Let's consider the implications of this. The solar flux incident on the station would be 4^2=16 times what we get on Earth. One way to rephrase this is that you would have to build 16 times fewer solar panels to get the same energy output, compared to Earth orbit. The habitat could be logically situated near the tip of the radiator cone (facing away from the sun), and receive power through ordinary power transmission lines with ruthless efficiency. As far as I can see, this is the only way (short of fusion power) to deliver such a high throughput of power to such a small space. That could be the exact thing that an advanced civilization wants. Picture all of the sunlight energy incident on Earth, collected in an area with 1/4th the diameter. Then, the electricity produced from that sunlight is delivered to an area much smaller than that.

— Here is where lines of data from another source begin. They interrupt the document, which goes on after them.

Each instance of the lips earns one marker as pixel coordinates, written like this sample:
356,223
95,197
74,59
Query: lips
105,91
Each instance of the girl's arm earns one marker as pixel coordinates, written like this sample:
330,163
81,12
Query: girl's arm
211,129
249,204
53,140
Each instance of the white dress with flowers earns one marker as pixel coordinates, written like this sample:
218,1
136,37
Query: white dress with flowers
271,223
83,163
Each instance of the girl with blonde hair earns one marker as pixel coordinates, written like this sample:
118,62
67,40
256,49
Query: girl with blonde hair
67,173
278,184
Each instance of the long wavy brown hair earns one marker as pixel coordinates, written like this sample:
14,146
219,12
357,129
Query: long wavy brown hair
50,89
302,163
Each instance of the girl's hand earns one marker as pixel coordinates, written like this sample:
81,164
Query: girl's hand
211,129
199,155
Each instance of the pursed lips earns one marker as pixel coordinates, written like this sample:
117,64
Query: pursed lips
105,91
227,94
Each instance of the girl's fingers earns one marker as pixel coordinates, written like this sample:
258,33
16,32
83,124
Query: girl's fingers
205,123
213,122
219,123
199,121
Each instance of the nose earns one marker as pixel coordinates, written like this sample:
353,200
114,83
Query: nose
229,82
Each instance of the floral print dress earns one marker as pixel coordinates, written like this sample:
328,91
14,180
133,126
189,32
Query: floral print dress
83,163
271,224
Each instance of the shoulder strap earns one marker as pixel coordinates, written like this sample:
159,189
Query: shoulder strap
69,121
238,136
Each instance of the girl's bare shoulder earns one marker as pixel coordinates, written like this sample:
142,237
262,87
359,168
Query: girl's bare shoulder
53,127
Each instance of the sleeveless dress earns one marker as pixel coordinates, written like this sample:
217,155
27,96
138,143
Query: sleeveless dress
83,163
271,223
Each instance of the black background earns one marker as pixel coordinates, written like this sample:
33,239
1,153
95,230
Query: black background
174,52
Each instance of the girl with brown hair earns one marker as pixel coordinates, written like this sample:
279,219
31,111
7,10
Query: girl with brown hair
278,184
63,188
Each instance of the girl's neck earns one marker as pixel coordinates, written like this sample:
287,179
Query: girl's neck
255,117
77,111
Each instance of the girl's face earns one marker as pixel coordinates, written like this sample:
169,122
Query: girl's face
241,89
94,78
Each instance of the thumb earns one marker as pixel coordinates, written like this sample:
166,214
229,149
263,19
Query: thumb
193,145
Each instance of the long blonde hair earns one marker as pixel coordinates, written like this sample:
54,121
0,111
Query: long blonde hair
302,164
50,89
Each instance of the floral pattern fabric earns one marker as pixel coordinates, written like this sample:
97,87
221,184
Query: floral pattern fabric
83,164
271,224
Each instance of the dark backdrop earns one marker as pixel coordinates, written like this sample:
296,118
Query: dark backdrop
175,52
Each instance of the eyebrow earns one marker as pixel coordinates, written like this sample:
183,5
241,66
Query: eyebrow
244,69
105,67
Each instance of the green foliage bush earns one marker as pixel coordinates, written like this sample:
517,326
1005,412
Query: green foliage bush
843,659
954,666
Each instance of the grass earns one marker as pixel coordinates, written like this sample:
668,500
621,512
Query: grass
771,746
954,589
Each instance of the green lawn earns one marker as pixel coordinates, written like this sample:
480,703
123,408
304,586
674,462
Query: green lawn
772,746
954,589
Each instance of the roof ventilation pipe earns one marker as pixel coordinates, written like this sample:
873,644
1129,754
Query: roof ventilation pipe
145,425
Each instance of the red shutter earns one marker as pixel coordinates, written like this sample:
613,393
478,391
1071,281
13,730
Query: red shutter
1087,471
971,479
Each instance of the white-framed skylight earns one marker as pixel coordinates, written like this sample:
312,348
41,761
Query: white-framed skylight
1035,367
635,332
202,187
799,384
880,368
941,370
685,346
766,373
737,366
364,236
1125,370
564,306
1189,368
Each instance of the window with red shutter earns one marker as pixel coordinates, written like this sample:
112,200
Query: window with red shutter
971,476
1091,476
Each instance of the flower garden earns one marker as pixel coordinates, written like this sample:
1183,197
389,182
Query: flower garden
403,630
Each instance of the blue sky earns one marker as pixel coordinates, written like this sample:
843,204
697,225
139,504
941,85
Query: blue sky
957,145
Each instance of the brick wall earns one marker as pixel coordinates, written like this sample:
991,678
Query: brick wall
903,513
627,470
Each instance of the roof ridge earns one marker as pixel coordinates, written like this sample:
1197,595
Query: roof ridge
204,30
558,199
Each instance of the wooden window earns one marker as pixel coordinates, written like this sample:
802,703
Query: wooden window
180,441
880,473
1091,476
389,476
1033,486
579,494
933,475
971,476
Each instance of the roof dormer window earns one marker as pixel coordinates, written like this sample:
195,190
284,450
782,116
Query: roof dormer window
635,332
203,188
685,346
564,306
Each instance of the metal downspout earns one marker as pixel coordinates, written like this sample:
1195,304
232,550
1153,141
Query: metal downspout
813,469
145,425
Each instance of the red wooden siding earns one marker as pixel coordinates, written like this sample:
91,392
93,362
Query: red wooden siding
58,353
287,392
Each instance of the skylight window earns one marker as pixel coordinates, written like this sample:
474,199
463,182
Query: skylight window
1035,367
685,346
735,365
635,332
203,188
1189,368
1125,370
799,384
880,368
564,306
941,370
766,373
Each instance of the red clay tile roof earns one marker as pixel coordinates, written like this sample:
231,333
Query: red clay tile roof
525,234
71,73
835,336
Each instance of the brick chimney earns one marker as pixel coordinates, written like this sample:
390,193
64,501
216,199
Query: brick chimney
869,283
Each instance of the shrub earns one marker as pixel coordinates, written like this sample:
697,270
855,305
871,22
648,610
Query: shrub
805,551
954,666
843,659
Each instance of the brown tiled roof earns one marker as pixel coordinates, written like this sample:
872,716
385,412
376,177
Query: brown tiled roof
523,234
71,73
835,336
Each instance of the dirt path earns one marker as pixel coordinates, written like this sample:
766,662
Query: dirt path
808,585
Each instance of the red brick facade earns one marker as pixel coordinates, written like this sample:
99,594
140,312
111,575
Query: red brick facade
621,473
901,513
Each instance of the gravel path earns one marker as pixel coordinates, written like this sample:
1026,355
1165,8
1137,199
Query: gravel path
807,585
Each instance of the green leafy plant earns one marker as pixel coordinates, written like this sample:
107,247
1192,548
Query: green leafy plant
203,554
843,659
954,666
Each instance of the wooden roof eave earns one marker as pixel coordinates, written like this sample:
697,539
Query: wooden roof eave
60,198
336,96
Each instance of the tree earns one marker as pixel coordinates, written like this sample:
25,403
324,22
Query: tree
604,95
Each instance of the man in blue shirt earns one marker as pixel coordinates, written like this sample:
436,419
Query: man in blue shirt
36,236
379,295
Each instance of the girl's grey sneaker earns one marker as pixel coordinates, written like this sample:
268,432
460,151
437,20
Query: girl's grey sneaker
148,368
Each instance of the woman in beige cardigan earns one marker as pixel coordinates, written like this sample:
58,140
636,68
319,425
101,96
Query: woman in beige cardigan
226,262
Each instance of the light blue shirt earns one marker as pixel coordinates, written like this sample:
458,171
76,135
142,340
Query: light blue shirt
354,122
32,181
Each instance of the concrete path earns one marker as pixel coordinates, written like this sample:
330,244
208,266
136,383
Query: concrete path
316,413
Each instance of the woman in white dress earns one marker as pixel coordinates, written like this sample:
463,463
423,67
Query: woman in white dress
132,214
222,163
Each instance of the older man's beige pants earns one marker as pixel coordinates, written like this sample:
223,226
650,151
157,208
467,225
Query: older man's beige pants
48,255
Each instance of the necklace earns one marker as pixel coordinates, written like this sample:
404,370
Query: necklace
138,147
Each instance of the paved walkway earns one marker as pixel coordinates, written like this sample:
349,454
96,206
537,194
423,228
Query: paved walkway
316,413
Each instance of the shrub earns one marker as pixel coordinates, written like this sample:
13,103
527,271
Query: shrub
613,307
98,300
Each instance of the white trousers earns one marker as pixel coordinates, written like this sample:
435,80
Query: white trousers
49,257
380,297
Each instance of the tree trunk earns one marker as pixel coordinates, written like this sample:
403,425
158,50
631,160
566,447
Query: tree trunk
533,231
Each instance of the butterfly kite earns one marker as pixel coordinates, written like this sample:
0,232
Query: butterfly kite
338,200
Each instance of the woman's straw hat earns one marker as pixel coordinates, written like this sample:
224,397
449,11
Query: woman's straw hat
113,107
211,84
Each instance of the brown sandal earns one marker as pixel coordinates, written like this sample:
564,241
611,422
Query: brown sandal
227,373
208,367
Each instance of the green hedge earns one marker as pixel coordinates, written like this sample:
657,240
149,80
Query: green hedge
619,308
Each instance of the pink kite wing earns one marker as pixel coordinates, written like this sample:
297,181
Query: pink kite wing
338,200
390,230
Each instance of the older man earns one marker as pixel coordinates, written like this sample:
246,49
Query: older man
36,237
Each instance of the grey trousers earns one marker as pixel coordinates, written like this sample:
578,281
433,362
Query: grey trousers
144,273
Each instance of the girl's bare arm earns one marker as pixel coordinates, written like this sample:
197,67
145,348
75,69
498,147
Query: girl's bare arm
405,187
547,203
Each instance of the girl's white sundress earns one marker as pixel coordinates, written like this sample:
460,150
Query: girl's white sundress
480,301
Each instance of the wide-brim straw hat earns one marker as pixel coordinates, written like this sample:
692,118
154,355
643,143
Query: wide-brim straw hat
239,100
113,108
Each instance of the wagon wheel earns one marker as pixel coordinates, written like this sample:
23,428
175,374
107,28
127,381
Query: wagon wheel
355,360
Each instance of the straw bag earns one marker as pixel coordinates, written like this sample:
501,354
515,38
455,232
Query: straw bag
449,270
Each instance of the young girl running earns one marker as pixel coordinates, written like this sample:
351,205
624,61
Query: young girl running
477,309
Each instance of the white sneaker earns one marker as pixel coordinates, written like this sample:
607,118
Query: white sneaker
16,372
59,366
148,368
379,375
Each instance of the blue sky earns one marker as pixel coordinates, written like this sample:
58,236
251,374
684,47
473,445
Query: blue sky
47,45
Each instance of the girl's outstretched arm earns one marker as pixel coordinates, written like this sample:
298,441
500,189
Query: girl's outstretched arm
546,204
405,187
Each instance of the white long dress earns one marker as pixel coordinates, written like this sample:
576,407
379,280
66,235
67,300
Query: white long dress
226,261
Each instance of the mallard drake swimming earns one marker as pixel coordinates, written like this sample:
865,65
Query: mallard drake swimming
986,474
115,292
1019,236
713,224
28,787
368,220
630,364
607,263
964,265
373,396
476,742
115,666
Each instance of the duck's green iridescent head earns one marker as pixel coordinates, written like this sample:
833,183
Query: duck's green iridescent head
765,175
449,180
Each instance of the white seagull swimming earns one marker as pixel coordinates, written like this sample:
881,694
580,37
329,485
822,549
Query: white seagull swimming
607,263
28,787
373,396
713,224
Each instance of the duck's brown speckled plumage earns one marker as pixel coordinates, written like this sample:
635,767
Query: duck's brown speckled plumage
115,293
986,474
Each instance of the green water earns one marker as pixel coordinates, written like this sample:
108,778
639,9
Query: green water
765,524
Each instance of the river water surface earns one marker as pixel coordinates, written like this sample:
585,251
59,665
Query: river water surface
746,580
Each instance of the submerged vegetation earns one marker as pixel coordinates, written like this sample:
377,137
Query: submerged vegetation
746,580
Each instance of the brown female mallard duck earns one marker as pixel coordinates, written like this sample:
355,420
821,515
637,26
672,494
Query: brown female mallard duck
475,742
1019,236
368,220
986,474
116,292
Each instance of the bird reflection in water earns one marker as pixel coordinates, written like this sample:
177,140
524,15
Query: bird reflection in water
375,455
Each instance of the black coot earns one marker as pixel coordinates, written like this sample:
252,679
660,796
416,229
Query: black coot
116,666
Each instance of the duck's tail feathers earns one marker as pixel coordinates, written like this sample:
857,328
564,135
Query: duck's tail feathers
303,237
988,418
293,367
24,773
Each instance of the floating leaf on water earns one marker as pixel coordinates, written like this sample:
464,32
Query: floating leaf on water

On to some fine tuning... since I first looked into this, I have strayed away from a dual-cone approach, to preferring a single cone. The solar panels could be on the inside surface of the cone (but still oriented toward the sun). This incurs a penalty factor of 2, which means you'll have to either build twice as many solar panels, or build their equivalent area in reflectors. My rationale for this setup is that the energy collectors can be located right next to the energy sink. This way, you could avoid any long-range heat transfer to cool the solar panels, and even conduction through normal metals may suffice. This will cause the panels to be arranged in a "stair step" pattern along the cone's inner surface, with the stairs being limited in size to around a meter or less.
The habitat, on the other hand, will have its own unique issues for heat rejection. It might make more sense for it to have its own radiator. There is a possibility to connect it by a tether to the cone (which also contains the power cables) in order to give it space for its own radiator, while also keeping the structure tidally stabilized.
Thanks for entertaining my brain-dump on this topic.